CSU's forecast accuracy against named storms: 

  • Accurate: 5 years (15%)  
  • Overestimated: 11 years (32%) 
  • Underestimated: 18 years (53%) 

And for the years that aren't accurate the miss averaged 33%. So, put this altogether and here are your takeaways. 

The CSU model is most likely to underestimate activity. If that were the case this year and the average miss of 33% occurred, we'd actually be looking at 19 named storms. A highly above average season and the last thing we want to contend with. Let's hope the CSU averages don't hold true this year.  

U.S. Census Is Not About Citizenship Pritzker & Gutierrez, Bloomberg 

The census should not be a partisan issue. Mandated under the U.S. Constitution, the census requires the actual enumeration of all persons in the United States, not simply all citizens. In fact, the Supreme Court unanimously upheld this system of counting everyone in 2016.

All of this is true. And all of this would be a moot point if only our laws were otherwise upheld. 

Let's start with the actual language of whom should be counted. Constitutionally the language cited all "persons" should be counted. It didn't specify all citizens. For that reason, it can be argued, and is that there shouldn't be any challenge to the notion that we should cast the widest net possible to accountable for all people in the country regardless of status. 

There's a huge problem with that notion when you have states that are defiant in complying with federal law and thus the constitution. It encourages bad behavior at the literal expense of all other Americans.  
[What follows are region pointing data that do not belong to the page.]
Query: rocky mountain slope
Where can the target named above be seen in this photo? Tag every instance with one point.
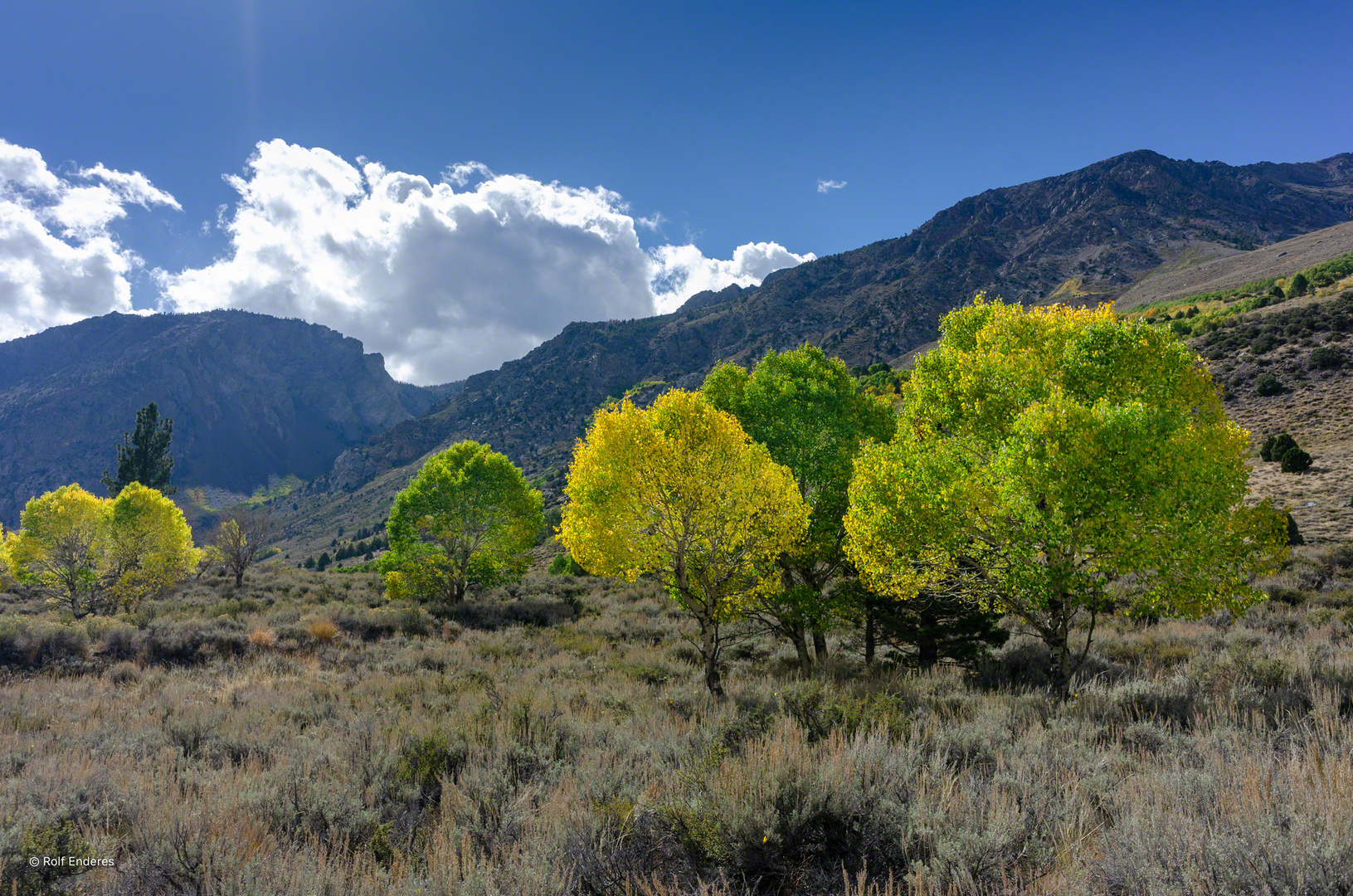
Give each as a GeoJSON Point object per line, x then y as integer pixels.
{"type": "Point", "coordinates": [1273, 261]}
{"type": "Point", "coordinates": [251, 396]}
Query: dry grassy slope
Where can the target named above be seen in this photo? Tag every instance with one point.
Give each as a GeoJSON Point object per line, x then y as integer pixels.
{"type": "Point", "coordinates": [1318, 417]}
{"type": "Point", "coordinates": [1280, 259]}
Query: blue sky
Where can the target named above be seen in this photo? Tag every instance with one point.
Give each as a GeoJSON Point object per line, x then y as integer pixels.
{"type": "Point", "coordinates": [720, 119]}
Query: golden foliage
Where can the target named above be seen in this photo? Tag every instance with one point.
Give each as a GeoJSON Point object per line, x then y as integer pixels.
{"type": "Point", "coordinates": [1055, 460]}
{"type": "Point", "coordinates": [682, 492]}
{"type": "Point", "coordinates": [92, 553]}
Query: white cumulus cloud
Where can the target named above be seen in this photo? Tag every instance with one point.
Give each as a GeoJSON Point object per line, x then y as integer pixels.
{"type": "Point", "coordinates": [679, 272]}
{"type": "Point", "coordinates": [58, 261]}
{"type": "Point", "coordinates": [443, 282]}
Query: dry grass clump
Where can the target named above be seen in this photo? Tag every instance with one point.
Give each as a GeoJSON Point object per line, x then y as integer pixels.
{"type": "Point", "coordinates": [322, 630]}
{"type": "Point", "coordinates": [264, 638]}
{"type": "Point", "coordinates": [581, 754]}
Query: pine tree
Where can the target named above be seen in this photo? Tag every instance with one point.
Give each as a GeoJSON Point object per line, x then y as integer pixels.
{"type": "Point", "coordinates": [144, 455]}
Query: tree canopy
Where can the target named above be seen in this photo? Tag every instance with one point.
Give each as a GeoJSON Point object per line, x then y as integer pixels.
{"type": "Point", "coordinates": [92, 554]}
{"type": "Point", "coordinates": [8, 572]}
{"type": "Point", "coordinates": [467, 518]}
{"type": "Point", "coordinates": [144, 455]}
{"type": "Point", "coordinates": [1059, 462]}
{"type": "Point", "coordinates": [240, 540]}
{"type": "Point", "coordinates": [814, 418]}
{"type": "Point", "coordinates": [679, 490]}
{"type": "Point", "coordinates": [149, 546]}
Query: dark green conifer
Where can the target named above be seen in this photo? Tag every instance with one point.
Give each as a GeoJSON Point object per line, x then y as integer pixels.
{"type": "Point", "coordinates": [144, 455]}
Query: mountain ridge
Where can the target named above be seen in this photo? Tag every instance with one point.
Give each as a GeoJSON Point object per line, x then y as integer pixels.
{"type": "Point", "coordinates": [252, 397]}
{"type": "Point", "coordinates": [1104, 226]}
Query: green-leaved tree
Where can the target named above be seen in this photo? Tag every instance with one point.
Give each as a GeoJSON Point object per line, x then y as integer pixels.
{"type": "Point", "coordinates": [144, 455]}
{"type": "Point", "coordinates": [1059, 462]}
{"type": "Point", "coordinates": [814, 418]}
{"type": "Point", "coordinates": [681, 492]}
{"type": "Point", "coordinates": [467, 518]}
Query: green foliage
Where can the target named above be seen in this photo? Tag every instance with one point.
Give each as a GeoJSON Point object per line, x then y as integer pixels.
{"type": "Point", "coordinates": [1297, 460]}
{"type": "Point", "coordinates": [814, 417]}
{"type": "Point", "coordinates": [8, 572]}
{"type": "Point", "coordinates": [467, 518]}
{"type": "Point", "coordinates": [937, 627]}
{"type": "Point", "coordinates": [144, 455]}
{"type": "Point", "coordinates": [1284, 451]}
{"type": "Point", "coordinates": [1326, 358]}
{"type": "Point", "coordinates": [148, 546]}
{"type": "Point", "coordinates": [1294, 535]}
{"type": "Point", "coordinates": [92, 554]}
{"type": "Point", "coordinates": [566, 565]}
{"type": "Point", "coordinates": [1267, 385]}
{"type": "Point", "coordinates": [1276, 446]}
{"type": "Point", "coordinates": [678, 489]}
{"type": "Point", "coordinates": [1057, 462]}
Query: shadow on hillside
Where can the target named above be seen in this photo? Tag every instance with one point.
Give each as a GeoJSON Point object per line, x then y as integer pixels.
{"type": "Point", "coordinates": [493, 615]}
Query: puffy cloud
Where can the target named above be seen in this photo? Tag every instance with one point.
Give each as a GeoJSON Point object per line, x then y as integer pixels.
{"type": "Point", "coordinates": [443, 282]}
{"type": "Point", "coordinates": [58, 261]}
{"type": "Point", "coordinates": [679, 272]}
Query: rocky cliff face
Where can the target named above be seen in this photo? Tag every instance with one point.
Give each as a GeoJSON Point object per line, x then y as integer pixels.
{"type": "Point", "coordinates": [1078, 237]}
{"type": "Point", "coordinates": [251, 396]}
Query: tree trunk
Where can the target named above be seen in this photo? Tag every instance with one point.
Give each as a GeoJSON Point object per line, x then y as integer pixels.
{"type": "Point", "coordinates": [1055, 638]}
{"type": "Point", "coordinates": [709, 650]}
{"type": "Point", "coordinates": [805, 660]}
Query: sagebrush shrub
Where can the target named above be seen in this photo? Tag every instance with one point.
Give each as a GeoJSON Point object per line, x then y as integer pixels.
{"type": "Point", "coordinates": [1297, 460]}
{"type": "Point", "coordinates": [1267, 385]}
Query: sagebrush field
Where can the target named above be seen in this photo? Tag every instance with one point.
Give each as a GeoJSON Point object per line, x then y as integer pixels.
{"type": "Point", "coordinates": [304, 735]}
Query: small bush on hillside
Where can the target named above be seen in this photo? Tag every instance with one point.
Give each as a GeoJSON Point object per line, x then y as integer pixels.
{"type": "Point", "coordinates": [195, 640]}
{"type": "Point", "coordinates": [1276, 446]}
{"type": "Point", "coordinates": [1294, 535]}
{"type": "Point", "coordinates": [124, 674]}
{"type": "Point", "coordinates": [1297, 460]}
{"type": "Point", "coordinates": [1326, 358]}
{"type": "Point", "coordinates": [122, 642]}
{"type": "Point", "coordinates": [566, 565]}
{"type": "Point", "coordinates": [36, 645]}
It hypocritical and it's wrong to cite one constitutional provision (the Census clause) without adhering to others (like the Supremacy clause). California is literally doing this right now with their "Sanctuary state" status which is in defiance of the Supremacy Clause. Why does this matter? 

One would imagine that founders constructed the Census language with the understanding that states would also be heeding the other amendments and thus wouldn't allow illegal immigrants to cloud the picture. Given the implications of the Census, a state would have every reason to encourage illegal immigrant to flock to their state to be counted to increase representation in Congress and federal funding and the state's influence in the Electoral College. No one will be able to convince me, or I'd imagine any reasonable person, that was the intent of the census or is acceptable for those funds and influence to literally be stolen from all other Americans.